To be sure, some conditions really are unexpected and incapacitating. Not everyone has a family. There will be people who are so obtuse they would not get around to thinking about these things even if we were a society that let people die in the gutter, which we are not, and maybe some hospital somewhere would pad someone’s bill a bit. (As if they do not now!)
But now we are back to the straw man fallacy. Once again, the idea that ACA is a thoughtful, minimally designed intervention to solve the remaining problem of poor negotiating ability by people with sudden unexpected and debilitating health crises is ludicrous. As is the argument that we should accept the entire ACA because of this issue.
There is a more general point here... Critics adduce a hypothetical situation in which one person might be ill served by a straw-man completely unregulated market, with no charity or other care (which we have had for over eight hundred years, long before any government involvement at all), which nobody is advocating. They conclude that the hypothetical justifies the thousands of pages of the ACA, tens of thousands of pages of subsidiary regulation, and the mass of additional federal, state, and local regulation applying to every single person in the country.(Sorry for recycling, but good prose is hard!)

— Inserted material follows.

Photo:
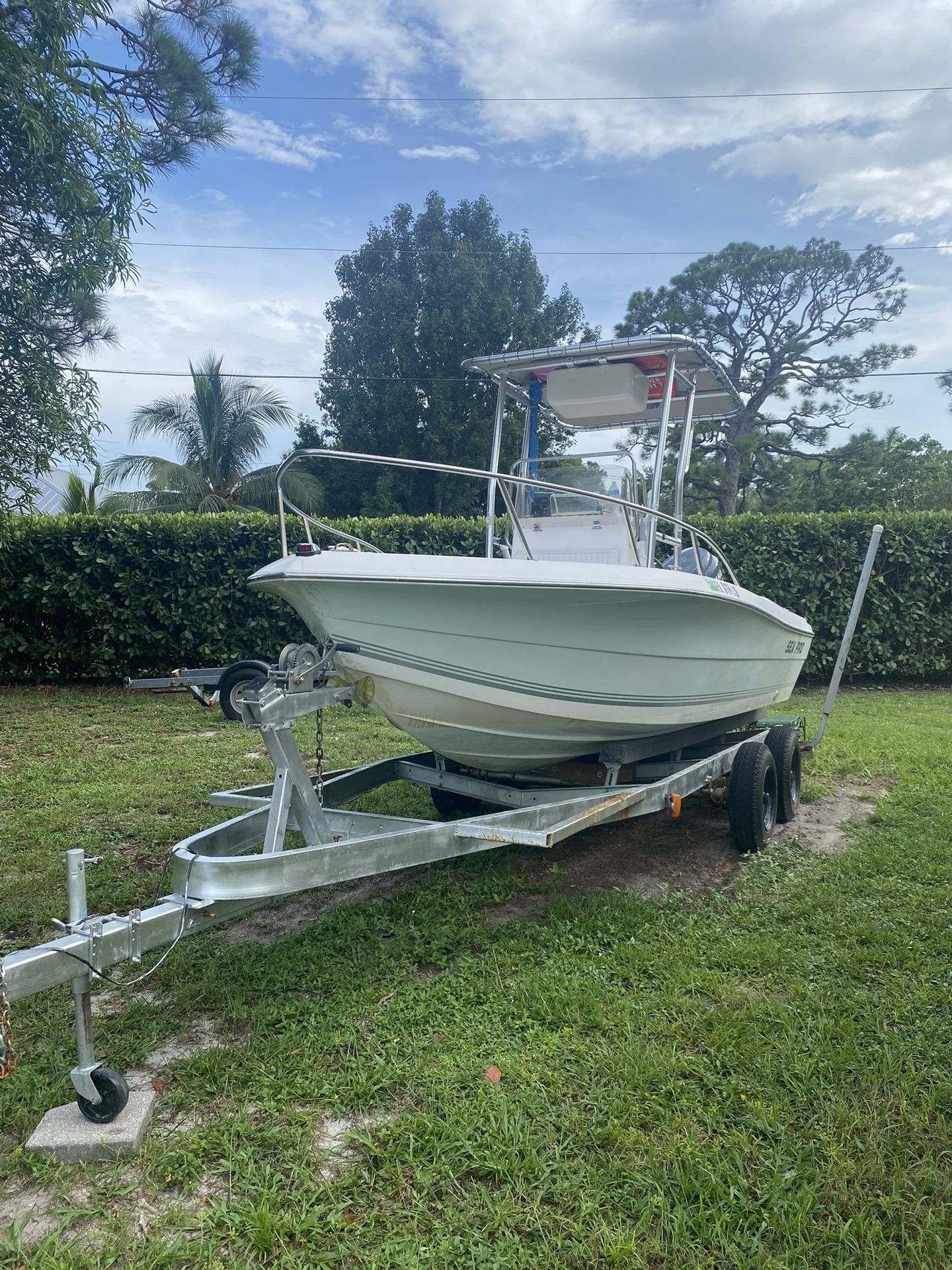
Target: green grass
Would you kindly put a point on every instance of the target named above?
(756, 1080)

How is it that we accept this deeply illogical argument, or that anyone making it expects it to be taken seriously? Will not one person fall through the cracks or be ill-served by the highly regulated system? If I find one Canadian grandma denied a hip replacement or one elderly person who cannot get a doctor to take her as a Medicare patient, why do I not get to conclude that all regulation is hopeless and that only an absolutely free market can function? Both straw men are ludicrous, but somehow smart people make the first one, in print, and everyone nods wisely.
This is also great example of selected sampling and the dangers of making policy by anecdote. I'm sure Dr. Nahvi is a wonderful and caring emergency room physician. But despite the vividness of his experience, that does not make him a great expert on policy. In a completely heartless free market, most of the people he describes showing up on his doorstep would have bought catastrophic coverage. They are employed, normal people who buy cellphones, life insurance, car insurance and home insurance. (That's his point -- poor people are treated for free in emergency rooms. His point is entirely the cost of treatment, for that extremely narrow group, people with assets who somehow don't have insurance.) As a doctor, he does not see that economic counterfactual, or how cheap unregulated catastrophic coverage would be. And emergency room physicians dealing with comatose patients are not exactly an unbiased sample of the health care system. Even if such patients need to have government support, just why does a routine dermatologist visit need to be subject to the tender mercies of the Federal Government?
And leave it to the times to deliberately confuse health care with health insurance, and to get in a gratuitous swipe at Paul Ryan,
When it comes to health care coverage, House Speaker Paul Ryan says, “We’re going to have a free market, and you buy what you want to buy,” and if people don’t want it, “then they won’t buy it.” In this model of health care, the patient is consumer, and he must decide whether the goods and services he wants to protect his life are worth the cost.The health care debate has, apparently, become like the old joke about jokes in prison. One inmate says "31" and everyone laughs. Another says "22", and they laugh again. The new guy says "11!" and is greeted with silence. "What's wrong? he asks." "You didn't tell it right" they answer.
Well, "22" says the Times. "35" say I. We're going to make a lot of progress this way. At least people like me acknowledge and respond to their view. The bubble, apparently, is a one-way street.